Zauner przyznał, że jego decyzja nie spodobała się wszystkim w Austriackim Związku Narciarskim. "Alex Pointer dał mi wolną rękę. Wie, że rok temu również obyłem się bez zabiegu. Jednak w Austriackim Związku Narciarskim jest też grupa ludzi, którzy nie zgadzają się z moją decyzją".

Nie dziwi sceptycyzm części członków związku. Zerwanie więzadła krzyżowego często wiąże się z krwiakiem i jest to najbardziej bolesny oraz ograniczający czynnik w leczeniu konwencjonalnym. Sportowcy bardzo często chcą uniknąć operacji takiej kontuzji i w zamian za to wzmocnić siłę mięśni. Jednak kontuzja może być zrekompensowana tylko do pewnego stopnia. Istnieje bowiem wysokie ryzyko, że kontuzja będzie się pogłębiać.

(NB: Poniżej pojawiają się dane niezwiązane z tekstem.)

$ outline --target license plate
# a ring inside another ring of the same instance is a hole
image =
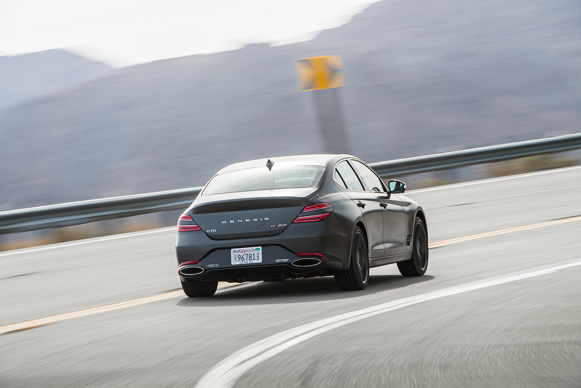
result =
[[[231,250],[232,264],[252,264],[262,262],[262,248],[236,248]]]

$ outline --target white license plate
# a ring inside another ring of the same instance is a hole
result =
[[[231,250],[232,264],[252,264],[262,262],[262,248],[236,248]]]

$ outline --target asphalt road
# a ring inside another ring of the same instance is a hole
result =
[[[579,193],[575,168],[409,195],[426,209],[433,243],[581,215]],[[0,253],[0,325],[178,288],[175,232],[152,232]],[[260,282],[6,333],[0,386],[194,387],[232,354],[285,330],[500,277],[327,327],[226,380],[235,387],[581,387],[581,265],[506,279],[578,263],[580,234],[575,220],[432,249],[426,275],[374,269],[362,291],[340,291],[332,277]]]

25-letni skoczek jest jednak dobrej myśli. "Nie jestem przecież samobójcą. Powrót na skocznie będzie poprzedzony testami. Jeśli podczas treningów i imitacji skoków nie będę odczuwał żadnego bólu nie powinienem mieć problemów na skoczni. Jestem dobrej myśli. Zacząłem już biegać, a podczas chodzenia po schodach nawet nie pamiętam o swojej kontuzji. Jeśli wszystko pójdzie zgodnie z planem, mam nadzieję wrócić do rywalizacji już za dwa tygodnie" - zakończył David Zauner.